The Harbus Foundation, a student-run foundation funded by the Harbus News Corp., has expanded its operations beyond traditional grantmaking, to include venture philanthropy and greater campus outreach.
“The organization is ready to grow,” said Rebecca Walden (OJ), a member of the Foundation’s management team. “The Foundation has done a great job of funding local nonprofits over the last five years. We’re taking it to the next level in the hope of making an even bigger impact.”
One of the Foundation’s new initiatives includes a combination grant-plus-field-study program, in which EC students participate in a field study with a local nonprofit. In addition to valuable strategic advice and business savvy from the students, the nonprofit will receive up to $20,000 from the Foundation to help achieve its goals. In this way, we hope to build stronger organizations while giving students real-life experience with social enterprise.
The Foundation will also be working actively with the Social Enterprise Club, the VCPE Club, the VCO and other organizations to bring more nonprofit-oriented speakers to campus. Because part of the Foundation’s mandate is to raise awareness on campus about grantmaking and philanthropy, we hope to attract speakers with innovative ideas about venture philanthropy, social enterprise, and nonprofit evaluation strategies.
In addition to these exciting new initiatives, the Foundation will continue its rigorous process of grantmaking. Last year, over 60 students participated in evaluating proposals from local organizations focused primarily in education and literacy. For some of these students, this was an extension of a previous interest or career. For others, it was an opportunity to think through issues of performance-based philanthropy for the first time. Although getting consensus from a large group was not easy, these 60+ students came together to champion 10 high-impact, high-potential organizations.
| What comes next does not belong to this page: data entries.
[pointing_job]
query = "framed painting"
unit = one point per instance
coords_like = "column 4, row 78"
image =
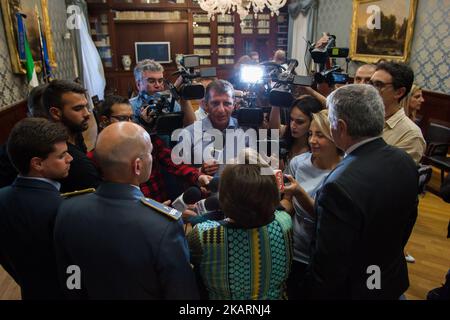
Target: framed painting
column 382, row 30
column 33, row 10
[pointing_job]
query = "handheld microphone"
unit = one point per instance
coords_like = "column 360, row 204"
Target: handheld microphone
column 191, row 196
column 210, row 204
column 207, row 209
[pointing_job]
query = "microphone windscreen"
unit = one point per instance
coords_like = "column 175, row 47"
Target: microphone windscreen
column 213, row 185
column 192, row 195
column 212, row 203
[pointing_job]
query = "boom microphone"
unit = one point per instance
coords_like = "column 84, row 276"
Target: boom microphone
column 191, row 196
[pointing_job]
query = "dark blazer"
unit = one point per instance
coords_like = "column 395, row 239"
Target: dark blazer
column 82, row 173
column 366, row 210
column 124, row 249
column 27, row 215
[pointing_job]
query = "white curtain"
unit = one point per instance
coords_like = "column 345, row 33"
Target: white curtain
column 93, row 73
column 302, row 24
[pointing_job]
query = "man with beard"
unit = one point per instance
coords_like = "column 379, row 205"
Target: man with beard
column 65, row 102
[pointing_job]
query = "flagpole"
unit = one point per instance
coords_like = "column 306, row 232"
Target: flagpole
column 41, row 45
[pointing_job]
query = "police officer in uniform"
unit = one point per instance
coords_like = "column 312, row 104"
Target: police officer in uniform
column 38, row 150
column 115, row 243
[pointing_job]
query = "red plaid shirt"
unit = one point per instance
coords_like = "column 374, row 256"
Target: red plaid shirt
column 155, row 187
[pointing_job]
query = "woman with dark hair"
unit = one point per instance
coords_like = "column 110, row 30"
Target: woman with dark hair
column 295, row 133
column 310, row 170
column 247, row 255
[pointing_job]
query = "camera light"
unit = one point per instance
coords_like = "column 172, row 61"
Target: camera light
column 252, row 74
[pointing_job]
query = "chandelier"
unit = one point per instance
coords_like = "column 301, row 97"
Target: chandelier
column 242, row 7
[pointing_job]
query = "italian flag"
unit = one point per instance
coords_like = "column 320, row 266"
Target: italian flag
column 29, row 66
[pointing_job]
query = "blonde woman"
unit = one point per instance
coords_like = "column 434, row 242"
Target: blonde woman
column 412, row 102
column 309, row 169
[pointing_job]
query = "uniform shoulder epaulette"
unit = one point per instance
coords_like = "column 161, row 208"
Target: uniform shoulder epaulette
column 77, row 193
column 159, row 207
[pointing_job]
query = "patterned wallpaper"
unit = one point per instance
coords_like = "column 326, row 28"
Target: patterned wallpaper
column 430, row 49
column 13, row 87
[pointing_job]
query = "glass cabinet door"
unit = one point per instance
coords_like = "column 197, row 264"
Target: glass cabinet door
column 225, row 39
column 202, row 37
column 100, row 34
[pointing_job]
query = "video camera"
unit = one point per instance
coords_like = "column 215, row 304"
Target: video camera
column 320, row 56
column 257, row 80
column 281, row 94
column 161, row 108
column 188, row 89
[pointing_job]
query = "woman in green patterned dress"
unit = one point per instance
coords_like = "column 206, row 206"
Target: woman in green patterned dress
column 248, row 255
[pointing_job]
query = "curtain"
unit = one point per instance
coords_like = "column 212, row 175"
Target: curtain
column 89, row 62
column 302, row 25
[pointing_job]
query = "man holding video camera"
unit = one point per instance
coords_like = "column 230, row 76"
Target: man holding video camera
column 150, row 82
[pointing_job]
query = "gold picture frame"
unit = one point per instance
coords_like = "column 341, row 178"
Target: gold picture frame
column 9, row 8
column 389, row 39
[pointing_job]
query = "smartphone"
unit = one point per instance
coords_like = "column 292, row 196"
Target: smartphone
column 279, row 179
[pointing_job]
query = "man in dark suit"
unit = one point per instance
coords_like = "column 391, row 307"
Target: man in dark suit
column 65, row 102
column 122, row 246
column 366, row 208
column 38, row 150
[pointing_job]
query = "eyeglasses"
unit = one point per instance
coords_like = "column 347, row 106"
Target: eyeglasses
column 379, row 84
column 152, row 81
column 122, row 118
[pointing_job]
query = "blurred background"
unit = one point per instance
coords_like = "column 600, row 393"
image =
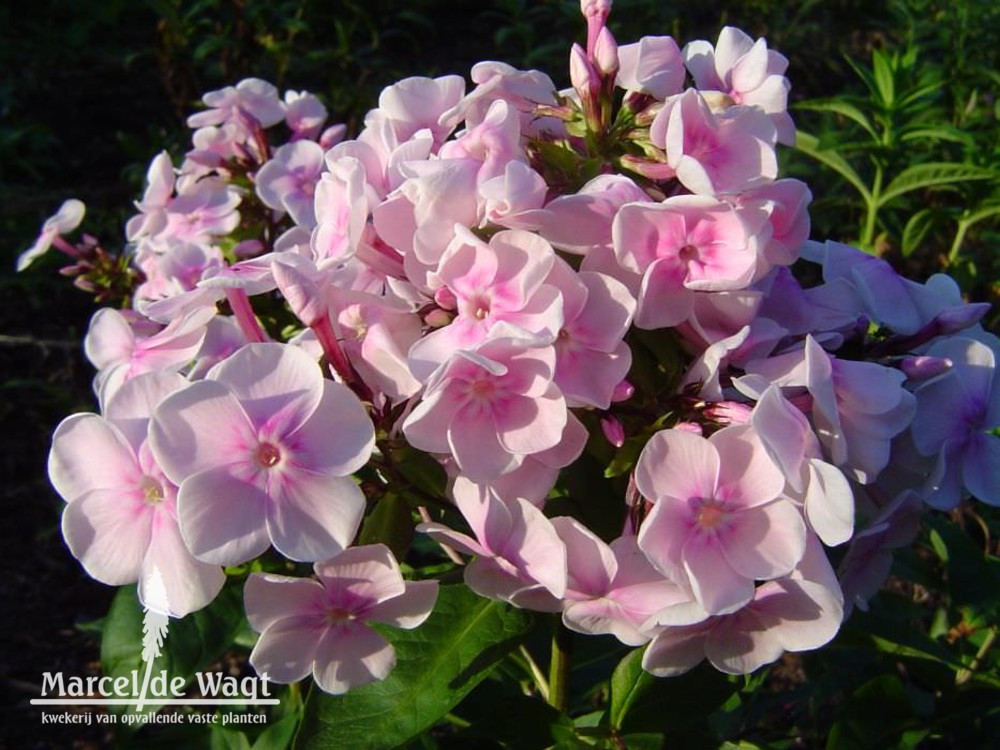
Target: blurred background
column 90, row 91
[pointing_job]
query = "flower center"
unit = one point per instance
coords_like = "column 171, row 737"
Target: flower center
column 688, row 253
column 711, row 515
column 483, row 389
column 336, row 615
column 152, row 491
column 267, row 455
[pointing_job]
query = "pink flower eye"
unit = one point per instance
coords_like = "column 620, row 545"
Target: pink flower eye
column 267, row 455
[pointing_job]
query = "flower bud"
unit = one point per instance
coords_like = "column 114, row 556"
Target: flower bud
column 606, row 53
column 622, row 392
column 613, row 430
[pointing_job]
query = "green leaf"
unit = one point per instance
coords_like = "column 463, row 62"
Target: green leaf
column 930, row 175
column 437, row 665
column 885, row 79
column 391, row 524
column 809, row 145
column 916, row 230
column 840, row 107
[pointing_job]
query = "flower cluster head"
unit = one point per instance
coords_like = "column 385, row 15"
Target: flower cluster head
column 513, row 282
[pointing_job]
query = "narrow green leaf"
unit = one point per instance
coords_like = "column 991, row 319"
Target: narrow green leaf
column 628, row 682
column 391, row 524
column 809, row 145
column 840, row 107
column 931, row 175
column 437, row 665
column 916, row 230
column 885, row 79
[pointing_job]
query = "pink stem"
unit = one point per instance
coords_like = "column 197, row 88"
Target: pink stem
column 240, row 302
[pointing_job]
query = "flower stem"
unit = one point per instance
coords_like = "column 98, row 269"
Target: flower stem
column 562, row 655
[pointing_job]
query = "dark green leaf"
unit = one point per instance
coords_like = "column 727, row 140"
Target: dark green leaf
column 931, row 175
column 809, row 145
column 437, row 665
column 391, row 524
column 915, row 230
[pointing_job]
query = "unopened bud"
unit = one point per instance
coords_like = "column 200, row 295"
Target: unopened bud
column 613, row 430
column 437, row 318
column 606, row 54
column 445, row 298
column 729, row 412
column 622, row 392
Those exceptional organizations included: Allston Brighton Community Development Corporation; The BELL Foundation; Bridge Over Troubled Waters; Generations Incorporated; The Literacy Connection; Neighborhood House Charter School; Roxbury Preparatory Charter School; South Boston Harbor Academy Charter School; Teen Voices; and Tutoring Plus of Cambridge.
Since its founding, the Harbus Foundation has funded more than 30 such organizations in the greater Boston area. We have allocated approximately $500,000 to those organizations, typically in grants of $10,000 or less. While this is not a huge amount of money for most large nonprofit organizations, it makes a big difference to the smaller, community-based organizations that we target. Oftentimes, organizations are able to leverage our grants to get additional money from other sources, using HBS’s endorsement as a “seal of approval.”
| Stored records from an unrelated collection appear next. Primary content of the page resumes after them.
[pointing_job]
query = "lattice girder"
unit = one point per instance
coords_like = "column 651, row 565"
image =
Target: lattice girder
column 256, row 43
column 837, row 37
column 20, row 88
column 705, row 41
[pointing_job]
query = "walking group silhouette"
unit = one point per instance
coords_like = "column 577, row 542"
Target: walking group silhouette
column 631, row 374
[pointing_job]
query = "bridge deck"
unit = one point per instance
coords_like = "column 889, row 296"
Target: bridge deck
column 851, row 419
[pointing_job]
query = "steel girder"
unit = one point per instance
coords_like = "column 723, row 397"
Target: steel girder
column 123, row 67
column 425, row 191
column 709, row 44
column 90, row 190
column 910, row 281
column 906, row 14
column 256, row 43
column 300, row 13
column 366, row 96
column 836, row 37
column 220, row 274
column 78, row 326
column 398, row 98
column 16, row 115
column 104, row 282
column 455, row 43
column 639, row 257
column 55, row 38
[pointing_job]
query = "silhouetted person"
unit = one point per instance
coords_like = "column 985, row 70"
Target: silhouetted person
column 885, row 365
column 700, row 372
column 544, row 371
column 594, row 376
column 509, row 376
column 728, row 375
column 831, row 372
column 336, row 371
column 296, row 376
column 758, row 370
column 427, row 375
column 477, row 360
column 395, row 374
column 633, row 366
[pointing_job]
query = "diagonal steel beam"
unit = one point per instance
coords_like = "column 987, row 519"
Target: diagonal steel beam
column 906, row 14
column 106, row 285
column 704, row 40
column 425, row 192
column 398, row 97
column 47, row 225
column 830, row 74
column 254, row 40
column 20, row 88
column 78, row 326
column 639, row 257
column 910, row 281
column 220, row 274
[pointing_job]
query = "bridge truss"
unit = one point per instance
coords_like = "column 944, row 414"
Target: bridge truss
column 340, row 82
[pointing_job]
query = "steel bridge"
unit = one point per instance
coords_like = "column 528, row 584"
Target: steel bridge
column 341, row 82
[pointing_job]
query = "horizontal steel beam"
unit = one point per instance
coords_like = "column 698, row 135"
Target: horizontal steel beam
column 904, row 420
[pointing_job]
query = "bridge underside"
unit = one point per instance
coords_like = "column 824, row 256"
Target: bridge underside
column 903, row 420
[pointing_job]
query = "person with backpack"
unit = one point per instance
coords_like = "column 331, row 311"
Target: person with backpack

Aside from the impact they have made in the community, the most remarkable thing about the Harbus Foundation is its history. The Foundation was created by a group of enterprising students at the Harbus News Corp, which is a nonprofit organization. In 1997, the News Corp. found itself in an interesting situation: there was more than $700,000 in cash piling up on its books that it did not need for its regular operations.
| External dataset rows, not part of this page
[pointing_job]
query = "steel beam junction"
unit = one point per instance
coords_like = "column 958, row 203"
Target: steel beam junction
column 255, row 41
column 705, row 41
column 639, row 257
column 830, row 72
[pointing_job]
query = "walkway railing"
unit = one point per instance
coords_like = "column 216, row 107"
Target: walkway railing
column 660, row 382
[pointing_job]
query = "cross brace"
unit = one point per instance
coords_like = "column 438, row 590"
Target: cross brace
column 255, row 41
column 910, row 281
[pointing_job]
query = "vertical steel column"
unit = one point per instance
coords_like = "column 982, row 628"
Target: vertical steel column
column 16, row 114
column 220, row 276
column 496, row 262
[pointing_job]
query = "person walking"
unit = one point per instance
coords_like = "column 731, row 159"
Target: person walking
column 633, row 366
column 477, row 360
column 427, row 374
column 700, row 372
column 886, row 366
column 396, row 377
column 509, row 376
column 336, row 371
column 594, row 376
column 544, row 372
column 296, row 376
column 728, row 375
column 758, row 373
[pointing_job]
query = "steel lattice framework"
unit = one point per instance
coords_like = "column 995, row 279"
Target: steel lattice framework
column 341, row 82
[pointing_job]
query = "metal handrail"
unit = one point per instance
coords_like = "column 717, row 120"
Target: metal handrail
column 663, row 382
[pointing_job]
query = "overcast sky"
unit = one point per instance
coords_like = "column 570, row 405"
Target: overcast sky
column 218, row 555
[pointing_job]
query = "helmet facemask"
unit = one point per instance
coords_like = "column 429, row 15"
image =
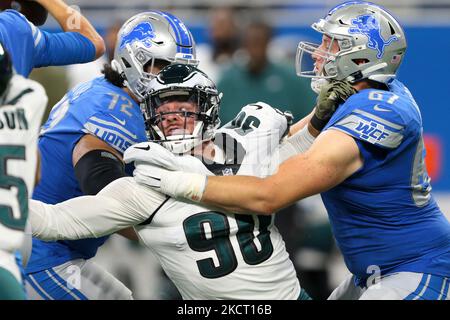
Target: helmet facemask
column 371, row 45
column 205, row 116
column 146, row 39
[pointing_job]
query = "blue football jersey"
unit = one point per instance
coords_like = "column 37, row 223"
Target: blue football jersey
column 97, row 108
column 31, row 47
column 384, row 216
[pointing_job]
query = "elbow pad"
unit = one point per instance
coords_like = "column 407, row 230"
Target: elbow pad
column 96, row 169
column 298, row 143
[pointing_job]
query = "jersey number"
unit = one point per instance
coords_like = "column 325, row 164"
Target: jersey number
column 14, row 189
column 211, row 231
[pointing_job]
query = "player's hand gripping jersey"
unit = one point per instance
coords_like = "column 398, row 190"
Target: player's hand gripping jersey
column 392, row 186
column 21, row 114
column 97, row 108
column 206, row 253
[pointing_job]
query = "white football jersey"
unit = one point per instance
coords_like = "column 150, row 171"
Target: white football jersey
column 212, row 255
column 20, row 119
column 206, row 253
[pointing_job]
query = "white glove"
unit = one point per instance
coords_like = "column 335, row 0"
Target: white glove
column 155, row 166
column 153, row 154
column 176, row 184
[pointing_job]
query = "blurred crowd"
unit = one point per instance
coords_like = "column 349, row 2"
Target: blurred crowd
column 249, row 63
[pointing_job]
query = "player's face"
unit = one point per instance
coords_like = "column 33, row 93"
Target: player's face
column 177, row 117
column 322, row 53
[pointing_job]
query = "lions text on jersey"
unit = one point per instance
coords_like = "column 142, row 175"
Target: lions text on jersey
column 97, row 108
column 207, row 254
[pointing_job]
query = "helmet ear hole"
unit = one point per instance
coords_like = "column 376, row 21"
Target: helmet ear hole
column 391, row 28
column 126, row 63
column 359, row 62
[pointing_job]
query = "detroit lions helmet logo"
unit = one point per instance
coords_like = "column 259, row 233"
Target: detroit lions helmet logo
column 143, row 32
column 369, row 26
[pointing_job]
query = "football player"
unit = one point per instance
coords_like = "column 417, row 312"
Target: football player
column 368, row 164
column 30, row 47
column 206, row 253
column 22, row 105
column 81, row 147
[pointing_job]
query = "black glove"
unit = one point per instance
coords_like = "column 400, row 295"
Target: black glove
column 329, row 99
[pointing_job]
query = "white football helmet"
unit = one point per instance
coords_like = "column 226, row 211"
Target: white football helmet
column 371, row 44
column 147, row 37
column 182, row 82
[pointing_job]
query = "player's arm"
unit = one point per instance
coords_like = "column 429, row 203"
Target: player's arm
column 71, row 20
column 332, row 158
column 97, row 164
column 118, row 206
column 296, row 127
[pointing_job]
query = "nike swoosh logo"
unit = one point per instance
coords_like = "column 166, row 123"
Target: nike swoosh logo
column 142, row 148
column 258, row 107
column 121, row 122
column 377, row 108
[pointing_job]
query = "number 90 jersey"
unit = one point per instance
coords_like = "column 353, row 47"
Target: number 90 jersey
column 213, row 255
column 20, row 119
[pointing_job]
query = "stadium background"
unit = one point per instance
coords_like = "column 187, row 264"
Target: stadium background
column 231, row 34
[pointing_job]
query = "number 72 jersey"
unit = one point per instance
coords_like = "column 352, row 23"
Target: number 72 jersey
column 20, row 119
The students considered many options for using the money, including giving it away in one fell swoop, giving it to a local foundation to allocate over time, and opening up a Harbus office in Bermuda! In the end, they decided to create the Harbus Foundation to funnel Harbus resources to local nonprofits, with a focus on education, literacy and journalism. They mandated that the Foundation must use the endowment both to make a difference for the organizations and to educate students about grantmaking and philanthropy. These enterprising students and the process they went through are now the subject of a case study taught in HBS social enterprise classes.
Every year, the Foundation reinvents itself, with one eye on our mandate and one eye on our future. This year’s management team is working hard to expand the Foundation’s impact on the local nonprofit community-and on HBS.